I want to run. But I can’t. I clench my fists again and squeeze my eyes shut to calm myself, but that doesn’t do much to help because it never did; it’s not supposed to.
I swallow. I’m not nervous now. I’m calm. I’m completely fine. Just breathe in and out, and I’ll be all good.
Bullshit. I know that I’m on the verge of a breakdown. I always am.
Just let me run. Please, just get me out of here, goddamn it. Please, I’m begging you now.
I can’t do this anymore.
The world’s spinning all around me, my breathing is way too fast, and my heart is racing like an out of control Veyron when you shoot the driver and his foot is pressed down on the pedal, all the way. It won’t stop. It can’t stop. I can’t stop.

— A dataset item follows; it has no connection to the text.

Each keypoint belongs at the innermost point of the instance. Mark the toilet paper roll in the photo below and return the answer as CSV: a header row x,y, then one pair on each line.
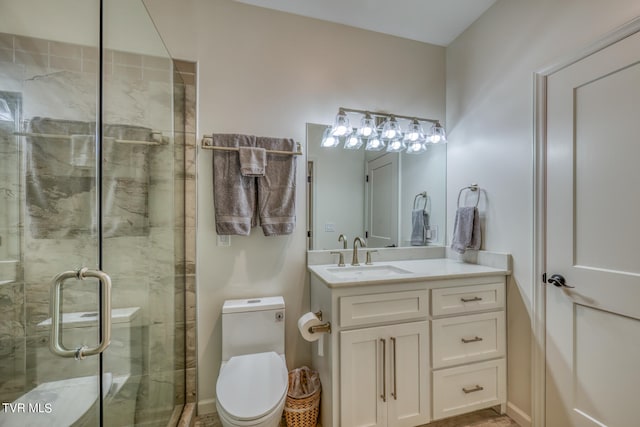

I don’t know where I am anymore. I don’t know how far I’ve run. I don’t care anymore. Near misses with cars, strangers trying to slow me down, ramming into people, tripping over things, I don’t know how much time has passed or how much shit has happened. It doesn’t matter.
I’m a coward, right? I can’t help it though. This is just the way I am right now, always running from the things that happen to me. It’s just like she said, I can’t handle the problems in my life. Forget about other people. I’ve got enough to deal with myself. The rest of the world can just go burn for all I care.
I open my eyes again. She’s still sitting there, looking at me. There’s something different though. Concern, fear, uncertainty. That’s what I see in her now.
Well. I’m really not surprised, to be honest. I did just black out for a moment, after all.
Even though there’s cold sweat covering my forehead and my hands are shaking and my entire body can’t keep still, I can’t help but smile grimly and laugh softly to myself while I close my eyes.
This is reality. This is who I am. Twisted, broken, completely and utterly unpredictable. Other people don’t know who I am anymore. Well, neither do I.